Monday, August 3, 2020

The Need To Teach America About The Evolution Of White Supremacy.

When I was in fifth grade, we were watching the series Roots in what became a startling show of the terror inflicted by white people upon the Black population they had kidnapped and forced into slavery. 

In the middle of the unit, our school day was interrupted as news spread about the Oklahoma City bombing. 

Timothy McVeigh killed 168 people, including 19 children.

At age ten, I had a hard time understanding what happened.  It seemed that everyone around me calmed me down by saying it was just the work of a crazy person.  He was just imbalanced, and just like that, I didn't really think about McVeigh again. 

I turned back to Roots, horrified at both the actions and inactions of people of history.  Believing and hoping we had moved on.

In 1999, I was a freshman in high school, when Eric Harris and Dylan Klebold murdered 13 people.

Again, the reasoning given was about the imbalance, about bullying and about the media.  There was considerably less importance placed on the obsessions about Hitler and far right ideas.
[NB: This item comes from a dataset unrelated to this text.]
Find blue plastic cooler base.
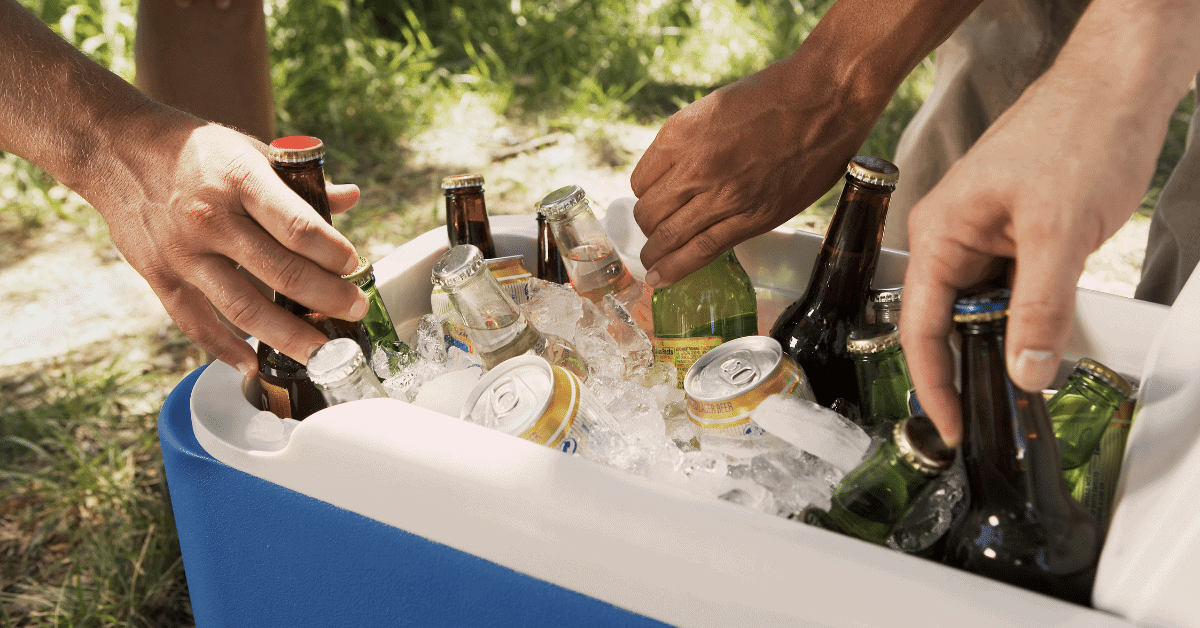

In 2015 Dylan Roof killed 9 people in a church after first praying with them, in an effort to start a race war. 

I thought it was just the act of a loner.

There was no talk about white supremacy anymore because, while all these events were happening around us, we were taught that essentially Martin Luther King Jr, along with Rosa Parks, solved racism in America. 

We were taught that racists were now only a very small minority; that they existed only in the past and that we had moved on. 

The idea of the KKK, of Neo-Nazis, and the idea of the far-right existing within America was simply not brought up as a realistic thing in my education. We were taught that they were simply a relic of the past and not worth our time.

I remember thinking American History X was just that.  A movie.

At no point, was I taught the name George Lincoln Rockwell, a former Navy man, and the founder of the American Nazi party, whose influence and ideas can be seen all over the far right and a person whose influence is still wreaking havoc long past his death. 


Louis Beam, likewise, was absent from my history books, even though he was a former member of the US military in Vietnam where he served as a helicopter door gunner, would come home to not only become a domestic terrorist as a member of the KKK, but then also built his own organized militia to promote racist military style trainings in kids as young as 8.  He is also credited with being one of the first proponents to a leaderless resistance strategy that is employed in many different factions.

This has done us all an incredible disservice from understanding where some ideas and thoughts come from.

The "free speech on college campus" idea isn't new.  But it's important to understand that Rockwell wanted to exploit that idea and was the first to do so.  It's also important to understand how Dr. Martin Luther King Jr., as well as others, did not play into his hand so as to diminish the power of the propagandist.

It's important to realize that both the El Paso shooter, and the Christchurch shooter both believed in a variation of the original lie of white genocide that Rockwell espoused.  They believed that the Jews are behind everything and that they are using blacks to carry out that will.

To this day, I'm guessing the great majority of Americans have no idea that the El Paso shooter, the Christchurch shooter, Louis Beam, Eric Harris, Dylan Roof and Timothy McVeigh all read the same book written by a Neo-Nazi named William Luther Pierce who was a direct associate of Rockwell. 

I believe we need to address this shortfall, as white supremacy is a real threat to democracy.  I believe the best tool is education.  We need to have the hard conversations, especially with our friends and family about where this hate has come from, what this hate sounds like, and why this hate has been so difficult to extinguish.

Easily the best source of information for me researching the bulk of this material has been the journalist Robert Evans.  While he had previously covered the Ukrainian Revolution of 2014 as well as the war in Iraq, he has spent the last few years reporting domestically and starting his own podcast called Behind The Bastards.

However it is his other Podcast, The War On Everyone that really spells out the role White Supremacy and Fascism has played in American Culture.

Evans absolutely has a bit of Hunter S. Thompson to his reporting, however he is great at citing sources, and giving greater context to things that might not be as readily apparent.  He is also honest enough to say when he simply does not know because he couldn't find any sources.

His dedication to revealing detailed information about some of the worst possible topics helps to illuminate our own world in a new light, and calls attention to our own biases and flaws.

These are trying times.  Confusing times.  But if we understand our past, it can help guide us in the present, and preserve a better future.


1 comment:

  1. This is fascinating and the reason I am going to figure out how to listen to a podcast! It is sad but not surprising, that American education stays away from these very difficult subjects. The lack of critical thinking, willingness to question and do backup research has never been emphasized in school. I doubt it will ever change since the vested powers have nothing to gain from challenging the status quo.It does take dedicated and moral people willing to risk ridicule and worse, to question "why?". These are indeed, trying and confusing times but it is now frightening in a way I have never experienced. The George Santayana quote "Those who cannot remember the past are condemned to repeat it." could be changed to "Those who REFUSE to acknowledge the past are condemned to repeat it." And again, untold ordinary people will perish so that a few (mostly white men) can attain/maintain power. Thank you for a REAL history lesson, Ben!